Ma la storia della pasta secca come la conosciamo oggi è legata alla dominazione araba della Sicilia secondo diversi storici. Era il 1154, quando il geografo arabo Edrisi menzionava “un cibo di farina in forma di fili”, la “triyah” preparata a Trabia (l’attuale Palermo). Dalla Sicilia la pasta cosi preparata veniva poi esportata nel continente. Sempre secondo il geografo arabo già a metà del 1100 in Sicilia e in particolare nella zona di Trabia si produceva così “tanta pasta” che se ne esportava “in tutte le parti, in Calabria e in altri Paesi musulmani e cristiani e se ne spediscono moltissimi carichi di navi”.
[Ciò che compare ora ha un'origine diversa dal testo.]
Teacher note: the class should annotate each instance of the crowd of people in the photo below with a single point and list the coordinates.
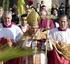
(42, 33)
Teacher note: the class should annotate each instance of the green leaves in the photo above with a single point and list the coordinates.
(8, 53)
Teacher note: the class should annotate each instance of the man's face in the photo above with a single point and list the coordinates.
(63, 22)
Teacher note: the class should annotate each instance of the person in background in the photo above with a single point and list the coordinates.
(60, 35)
(24, 23)
(38, 7)
(41, 4)
(61, 9)
(9, 32)
(45, 23)
(54, 16)
(1, 13)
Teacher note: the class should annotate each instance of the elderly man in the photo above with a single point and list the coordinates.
(62, 35)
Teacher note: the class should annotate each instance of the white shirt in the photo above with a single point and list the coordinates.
(63, 36)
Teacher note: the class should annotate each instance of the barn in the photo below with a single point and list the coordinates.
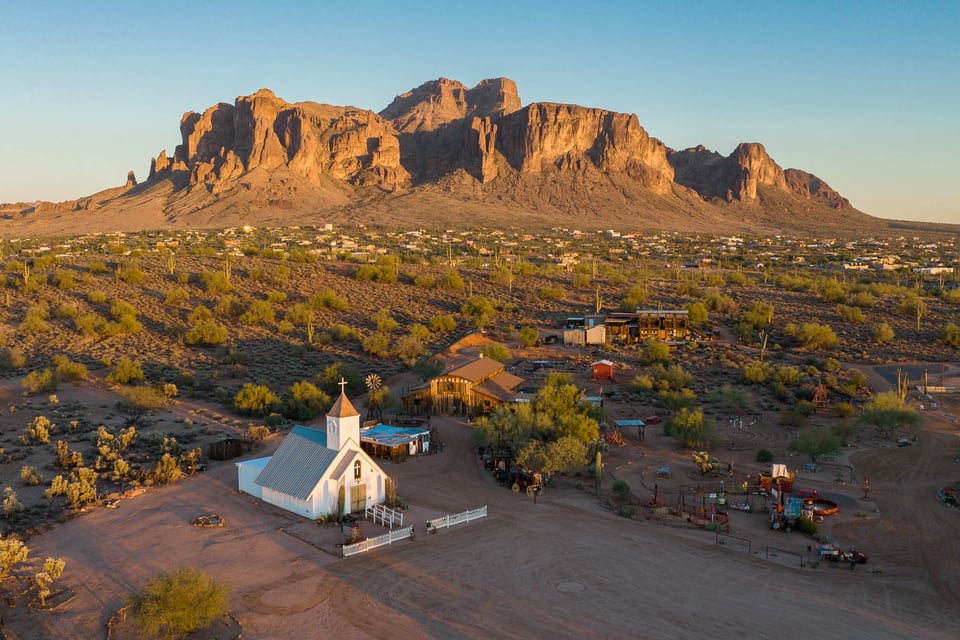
(471, 389)
(602, 370)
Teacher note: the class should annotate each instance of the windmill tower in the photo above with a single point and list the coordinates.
(374, 384)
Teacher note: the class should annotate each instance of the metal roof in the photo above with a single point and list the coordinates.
(299, 463)
(390, 436)
(477, 370)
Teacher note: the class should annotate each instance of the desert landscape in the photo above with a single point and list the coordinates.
(561, 566)
(782, 348)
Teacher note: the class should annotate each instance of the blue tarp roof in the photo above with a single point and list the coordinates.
(390, 436)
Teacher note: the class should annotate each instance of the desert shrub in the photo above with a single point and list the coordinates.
(256, 399)
(305, 401)
(126, 371)
(451, 280)
(655, 351)
(178, 603)
(621, 488)
(176, 297)
(863, 299)
(327, 299)
(627, 511)
(552, 293)
(950, 335)
(883, 333)
(215, 282)
(229, 306)
(63, 279)
(259, 312)
(65, 311)
(697, 313)
(206, 333)
(425, 281)
(720, 303)
(528, 336)
(37, 432)
(640, 383)
(377, 344)
(132, 274)
(851, 314)
(842, 409)
(44, 381)
(13, 358)
(442, 323)
(807, 526)
(633, 298)
(30, 476)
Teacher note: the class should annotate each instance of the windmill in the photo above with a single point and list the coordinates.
(374, 383)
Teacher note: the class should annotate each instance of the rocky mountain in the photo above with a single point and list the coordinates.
(440, 152)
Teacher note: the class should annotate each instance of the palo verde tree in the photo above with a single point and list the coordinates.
(814, 443)
(888, 412)
(178, 603)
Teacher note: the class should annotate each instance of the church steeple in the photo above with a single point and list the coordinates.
(343, 421)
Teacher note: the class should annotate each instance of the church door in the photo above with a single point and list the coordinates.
(358, 498)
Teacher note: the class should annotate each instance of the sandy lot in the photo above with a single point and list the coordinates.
(565, 567)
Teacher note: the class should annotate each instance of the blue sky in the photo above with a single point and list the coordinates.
(866, 95)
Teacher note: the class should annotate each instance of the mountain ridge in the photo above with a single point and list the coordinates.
(263, 160)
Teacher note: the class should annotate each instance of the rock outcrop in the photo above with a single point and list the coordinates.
(739, 176)
(474, 150)
(313, 141)
(809, 186)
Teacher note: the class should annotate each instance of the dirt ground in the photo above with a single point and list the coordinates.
(563, 567)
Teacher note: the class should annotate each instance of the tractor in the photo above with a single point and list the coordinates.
(706, 463)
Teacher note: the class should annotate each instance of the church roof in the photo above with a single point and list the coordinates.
(477, 370)
(342, 408)
(299, 463)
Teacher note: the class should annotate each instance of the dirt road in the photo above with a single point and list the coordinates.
(561, 568)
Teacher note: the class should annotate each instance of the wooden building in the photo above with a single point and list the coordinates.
(469, 390)
(669, 325)
(602, 370)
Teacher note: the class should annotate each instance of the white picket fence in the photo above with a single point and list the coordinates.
(385, 515)
(379, 541)
(459, 518)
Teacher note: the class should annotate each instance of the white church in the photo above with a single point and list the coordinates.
(310, 466)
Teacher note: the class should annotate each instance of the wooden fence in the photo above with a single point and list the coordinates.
(385, 515)
(372, 543)
(459, 518)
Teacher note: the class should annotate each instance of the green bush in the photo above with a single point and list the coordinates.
(807, 526)
(627, 511)
(178, 603)
(622, 489)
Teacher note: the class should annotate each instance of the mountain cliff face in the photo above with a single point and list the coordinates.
(737, 176)
(314, 141)
(478, 146)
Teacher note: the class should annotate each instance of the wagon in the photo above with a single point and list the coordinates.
(531, 483)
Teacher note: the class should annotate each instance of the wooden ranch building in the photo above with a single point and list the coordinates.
(471, 389)
(648, 324)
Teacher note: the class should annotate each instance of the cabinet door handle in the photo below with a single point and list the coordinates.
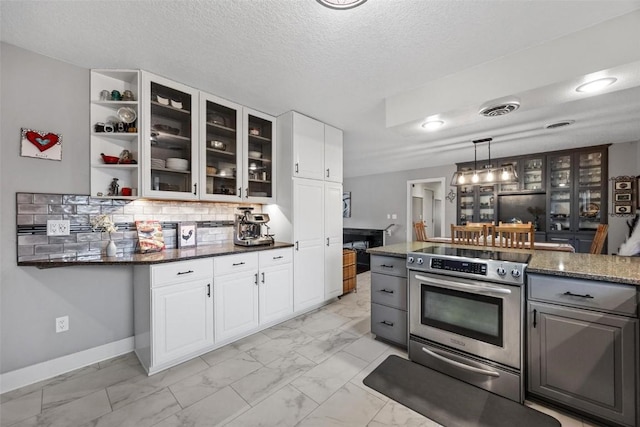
(571, 294)
(184, 272)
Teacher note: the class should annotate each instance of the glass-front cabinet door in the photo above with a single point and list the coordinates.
(560, 192)
(532, 177)
(259, 158)
(170, 143)
(590, 175)
(221, 151)
(466, 197)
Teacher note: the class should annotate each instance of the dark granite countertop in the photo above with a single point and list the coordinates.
(607, 268)
(167, 255)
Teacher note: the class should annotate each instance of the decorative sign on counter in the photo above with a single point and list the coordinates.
(150, 237)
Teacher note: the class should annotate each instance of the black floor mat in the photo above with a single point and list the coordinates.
(448, 401)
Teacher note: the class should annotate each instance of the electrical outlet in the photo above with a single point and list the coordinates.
(62, 324)
(58, 227)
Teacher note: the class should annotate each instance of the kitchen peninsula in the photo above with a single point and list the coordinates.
(579, 315)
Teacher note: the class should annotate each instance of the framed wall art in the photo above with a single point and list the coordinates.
(41, 145)
(186, 234)
(624, 195)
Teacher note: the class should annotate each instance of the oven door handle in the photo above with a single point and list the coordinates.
(464, 286)
(461, 365)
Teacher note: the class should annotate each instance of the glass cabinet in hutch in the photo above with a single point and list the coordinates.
(221, 150)
(115, 137)
(170, 143)
(258, 163)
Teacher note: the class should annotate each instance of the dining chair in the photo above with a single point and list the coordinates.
(469, 234)
(421, 231)
(515, 236)
(599, 238)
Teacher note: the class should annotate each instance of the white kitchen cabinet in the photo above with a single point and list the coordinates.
(221, 149)
(333, 240)
(313, 149)
(333, 158)
(250, 290)
(173, 312)
(170, 146)
(259, 162)
(308, 232)
(118, 135)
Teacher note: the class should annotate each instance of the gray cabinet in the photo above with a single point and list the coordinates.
(583, 338)
(389, 298)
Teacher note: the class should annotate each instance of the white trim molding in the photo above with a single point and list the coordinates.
(51, 368)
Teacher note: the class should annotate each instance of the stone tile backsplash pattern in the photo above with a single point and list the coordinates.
(34, 209)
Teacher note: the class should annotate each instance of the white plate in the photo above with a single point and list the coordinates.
(127, 114)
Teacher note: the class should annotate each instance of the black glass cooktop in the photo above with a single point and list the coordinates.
(477, 254)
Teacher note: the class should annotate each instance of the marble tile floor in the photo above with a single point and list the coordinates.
(307, 371)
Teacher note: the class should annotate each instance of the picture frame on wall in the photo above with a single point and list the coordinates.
(186, 235)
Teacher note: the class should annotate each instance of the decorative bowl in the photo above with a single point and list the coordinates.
(110, 160)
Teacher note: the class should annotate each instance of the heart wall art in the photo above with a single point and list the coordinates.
(41, 145)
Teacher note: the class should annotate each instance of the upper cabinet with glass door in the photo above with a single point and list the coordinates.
(221, 150)
(259, 159)
(590, 188)
(560, 192)
(170, 139)
(115, 140)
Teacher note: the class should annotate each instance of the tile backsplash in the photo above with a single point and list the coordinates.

Nei ricettari arabi del 9° secolo si parla già di pasta, con manifatture proprie della cultura mora per la sua produzione: la pasta secca era adatta a conservarsi a lungo anche attraversando i lunghi viaggi nel deserto.
Andando avanti con gli anni la pasta secca diventerà “prerogativa” produttiva delle regioni dell’Italia del Sud e della Liguria: il clima secco e ventilato di queste terre era l’ideale per l’essiccazione all’aria aperta.
La pasta diventerà cibo di massa solo nel XVII secolo e per necessità: la gravissima carestia scoppiata nel Regno di Napoli, mal amministrato dagli spagnoli, unita al sovraffollamento demografico portarono i partenopei alla fame: non si poteva comprare più la carne ma nemmeno il pane.
Quindi la popolazione comincio a sfamarsi con la pasta che intanto era diventata più economica grazie all’invenzione di nuovi strumenti che ne resero più facile e veloce le produzione, cioè la gramola e il torchio.